From: Wu Fengguang <fengguang.wu@intel.com>
To: Mel Gorman <mel@csn.ul.ie>
Cc: KOSAKI Motohiro <kosaki.motohiro@jp.fujitsu.com>,
Rik van Riel <riel@redhat.com>,
Christoph Lameter <cl@linux-foundation.org>,
"Zhang, Yanmin" <yanmin.zhang@intel.com>,
"linuxram@us.ibm.com" <linuxram@us.ibm.com>,
linux-mm <linux-mm@kvack.org>,
LKML <linux-kernel@vger.kernel.org>
Subject: Re: [PATCH 1/3] Reintroduce zone_reclaim_interval for when zone_reclaim() scans and fails to avoid CPU spinning at 100% on NUMA
Date: Tue, 9 Jun 2009 21:38:04 +0800 [thread overview]
Message-ID: <20090609133804.GB6583@localhost> (raw)
In-Reply-To: <20090609094050.GL18380@csn.ul.ie>
On Tue, Jun 09, 2009 at 05:40:50PM +0800, Mel Gorman wrote:
> On Tue, Jun 09, 2009 at 05:07:35PM +0800, Wu Fengguang wrote:
> > On Tue, Jun 09, 2009 at 04:31:54PM +0800, Mel Gorman wrote:
> > > On Tue, Jun 09, 2009 at 04:25:39PM +0800, Wu Fengguang wrote:
> > > > On Tue, Jun 09, 2009 at 04:14:25PM +0800, Mel Gorman wrote:
> > > > > On Tue, Jun 09, 2009 at 09:58:22AM +0800, Wu Fengguang wrote:
> > > > > > On Mon, Jun 08, 2009 at 09:01:28PM +0800, Mel Gorman wrote:
> > > > > > > On NUMA machines, the administrator can configure zone_reclaim_mode that is a
> > > > > > > more targetted form of direct reclaim.
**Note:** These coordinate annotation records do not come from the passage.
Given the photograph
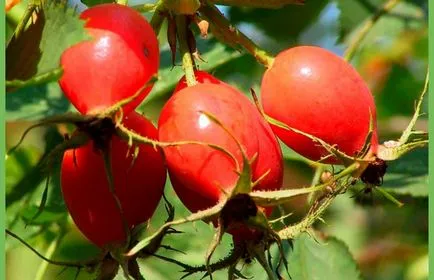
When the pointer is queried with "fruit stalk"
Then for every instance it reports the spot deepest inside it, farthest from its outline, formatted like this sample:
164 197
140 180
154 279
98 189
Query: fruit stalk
187 60
219 21
360 35
314 214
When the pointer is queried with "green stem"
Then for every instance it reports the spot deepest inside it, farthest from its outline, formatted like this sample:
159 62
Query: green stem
200 215
145 8
259 254
315 213
407 132
315 181
272 198
361 34
157 21
25 19
108 169
219 21
187 60
50 252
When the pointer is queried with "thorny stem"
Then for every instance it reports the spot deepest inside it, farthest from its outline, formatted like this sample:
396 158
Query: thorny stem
215 17
355 42
230 259
315 213
410 139
187 60
204 214
110 179
272 198
59 263
260 257
406 134
316 179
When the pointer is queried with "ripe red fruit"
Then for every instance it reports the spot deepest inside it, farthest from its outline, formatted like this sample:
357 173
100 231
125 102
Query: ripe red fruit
127 23
138 183
121 58
200 173
317 92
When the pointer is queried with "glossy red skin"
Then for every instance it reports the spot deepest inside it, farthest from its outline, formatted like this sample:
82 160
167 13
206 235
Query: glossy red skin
127 23
96 77
139 185
317 92
202 77
198 173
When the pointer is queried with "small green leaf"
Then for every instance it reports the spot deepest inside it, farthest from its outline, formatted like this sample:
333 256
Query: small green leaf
325 259
31 165
408 175
38 49
34 216
35 52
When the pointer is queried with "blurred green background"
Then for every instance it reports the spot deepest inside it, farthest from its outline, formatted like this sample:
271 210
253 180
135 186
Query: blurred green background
387 242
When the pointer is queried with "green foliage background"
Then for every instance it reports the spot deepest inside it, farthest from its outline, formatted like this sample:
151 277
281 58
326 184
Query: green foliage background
369 238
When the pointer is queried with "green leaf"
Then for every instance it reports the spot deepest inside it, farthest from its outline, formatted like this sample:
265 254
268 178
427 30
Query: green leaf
25 170
47 216
408 175
91 3
38 49
349 19
325 259
282 24
36 103
401 87
35 52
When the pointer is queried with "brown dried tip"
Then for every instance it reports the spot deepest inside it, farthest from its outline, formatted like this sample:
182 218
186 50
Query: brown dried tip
374 173
203 27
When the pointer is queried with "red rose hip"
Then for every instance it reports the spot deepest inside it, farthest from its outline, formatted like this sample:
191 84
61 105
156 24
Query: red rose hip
138 184
119 59
201 174
315 91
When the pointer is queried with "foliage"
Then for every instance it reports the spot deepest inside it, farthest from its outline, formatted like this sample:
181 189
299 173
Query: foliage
392 58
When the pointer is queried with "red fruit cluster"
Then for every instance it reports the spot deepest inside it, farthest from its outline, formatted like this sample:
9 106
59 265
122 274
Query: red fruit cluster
306 88
137 177
115 64
119 59
317 92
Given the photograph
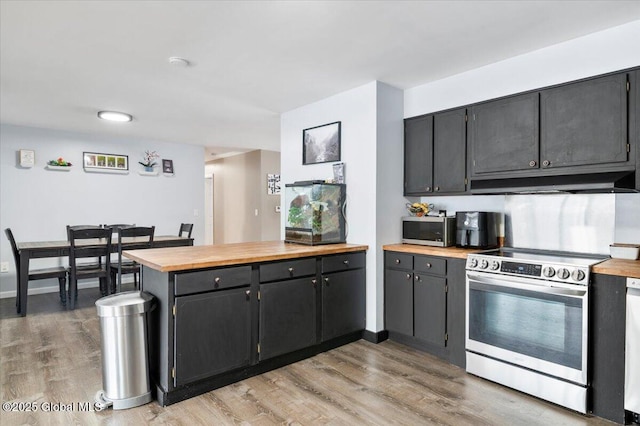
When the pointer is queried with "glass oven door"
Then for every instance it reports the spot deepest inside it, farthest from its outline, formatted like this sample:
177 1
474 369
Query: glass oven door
532 323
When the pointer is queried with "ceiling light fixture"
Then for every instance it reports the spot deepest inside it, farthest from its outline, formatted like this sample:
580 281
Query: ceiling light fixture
180 62
114 116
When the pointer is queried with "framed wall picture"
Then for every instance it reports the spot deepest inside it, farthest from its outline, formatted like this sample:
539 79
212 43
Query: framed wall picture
167 167
110 163
273 184
321 144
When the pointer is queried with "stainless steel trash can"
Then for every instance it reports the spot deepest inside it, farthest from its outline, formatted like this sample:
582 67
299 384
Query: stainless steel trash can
125 369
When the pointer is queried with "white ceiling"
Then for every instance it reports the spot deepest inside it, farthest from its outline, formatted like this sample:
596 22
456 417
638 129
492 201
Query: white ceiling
62 61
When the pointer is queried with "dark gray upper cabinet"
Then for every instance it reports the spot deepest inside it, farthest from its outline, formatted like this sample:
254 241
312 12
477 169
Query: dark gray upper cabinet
418 155
435 152
634 120
504 135
584 123
449 151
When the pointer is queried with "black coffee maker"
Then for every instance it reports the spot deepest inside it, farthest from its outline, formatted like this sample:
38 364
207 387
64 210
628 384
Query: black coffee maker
477 229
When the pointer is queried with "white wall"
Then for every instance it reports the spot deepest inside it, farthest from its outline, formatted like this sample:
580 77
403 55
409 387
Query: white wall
606 51
371 148
37 203
239 191
270 219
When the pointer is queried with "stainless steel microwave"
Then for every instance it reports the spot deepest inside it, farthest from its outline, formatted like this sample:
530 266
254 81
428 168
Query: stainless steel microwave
438 231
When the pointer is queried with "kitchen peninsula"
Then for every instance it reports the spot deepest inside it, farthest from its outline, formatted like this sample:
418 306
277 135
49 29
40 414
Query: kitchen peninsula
227 312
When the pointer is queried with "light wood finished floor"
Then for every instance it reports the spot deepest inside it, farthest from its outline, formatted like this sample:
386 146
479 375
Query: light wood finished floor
53 356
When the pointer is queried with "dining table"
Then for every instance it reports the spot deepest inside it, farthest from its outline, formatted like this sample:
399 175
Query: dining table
49 249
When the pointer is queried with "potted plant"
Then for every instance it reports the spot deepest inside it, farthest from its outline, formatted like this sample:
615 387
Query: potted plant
59 164
149 160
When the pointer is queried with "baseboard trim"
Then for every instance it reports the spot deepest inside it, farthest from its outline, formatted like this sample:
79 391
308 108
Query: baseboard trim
375 337
53 289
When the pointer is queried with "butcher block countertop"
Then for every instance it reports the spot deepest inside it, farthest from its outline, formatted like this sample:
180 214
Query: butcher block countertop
457 252
196 257
619 267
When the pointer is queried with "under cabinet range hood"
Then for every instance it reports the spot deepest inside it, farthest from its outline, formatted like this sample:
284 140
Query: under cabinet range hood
624 181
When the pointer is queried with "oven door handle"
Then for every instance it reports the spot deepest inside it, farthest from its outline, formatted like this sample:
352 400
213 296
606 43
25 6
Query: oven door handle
575 291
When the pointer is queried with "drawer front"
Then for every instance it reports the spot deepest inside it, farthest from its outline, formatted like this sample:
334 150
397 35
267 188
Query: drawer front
287 269
343 262
431 265
397 260
213 279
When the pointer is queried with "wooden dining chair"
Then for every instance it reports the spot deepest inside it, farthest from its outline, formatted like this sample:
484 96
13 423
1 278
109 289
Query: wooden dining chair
58 272
88 242
123 266
185 228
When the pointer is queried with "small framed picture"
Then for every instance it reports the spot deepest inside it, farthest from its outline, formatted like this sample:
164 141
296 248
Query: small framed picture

On machines with large NUMA distances,
> > > > > > > zone_reclaim_mode defaults to 1 meaning that clean unmapped pages will be
> > > > > > > reclaimed if the zone watermarks are not being met. The problem is that
> > > > > > > zone_reclaim() can be in a situation where it scans excessively without
> > > > > > > making progress.
> > > > > > >
> > > > > > > One such situation is where a large tmpfs mount is occupying a large
> > > > > > > percentage of memory overall. The pages do not get cleaned or reclaimed by
> > > > > > > zone_reclaim(), but the lists are uselessly scanned frequencly making the
> > > > > > > CPU spin at 100%. The scanning occurs because zone_reclaim() cannot tell
> > > > > > > in advance the scan is pointless because the counters do not distinguish
> > > > > > > between pagecache pages backed by disk and by RAM. The observation in
> > > > > > > the field is that malloc() stalls for a long time (minutes in some cases)
> > > > > > > when this situation occurs.
> > > > > > >
> > > > > > > Accounting for ram-backed file pages was considered but not implemented on
> > > > > > > the grounds it would be introducing new branches and expensive checks into
> > > > > > > the page cache add/remove patches and increase the number of statistics
> > > > > > > needed in the zone. As zone_reclaim() failing is currently considered a
> > > > > > > corner case, this seemed like overkill. Note, if there are a large number
> > > > > > > of reports about CPU spinning at 100% on NUMA that is fixed by disabling
> > > > > > > zone_reclaim, then this assumption is false and zone_reclaim() scanning
> > > > > > > and failing is not a corner case but a common occurance
> > > > > > >
> > > > > > > This patch reintroduces zone_reclaim_interval which was removed by commit
> > > > > > > 34aa1330f9b3c5783d269851d467326525207422 [zoned vm counters: zone_reclaim:
> > > > > > > remove /proc/sys/vm/zone_reclaim_interval] because the zone counters were
> > > > > > > considered sufficient to determine in advance if the scan would succeed.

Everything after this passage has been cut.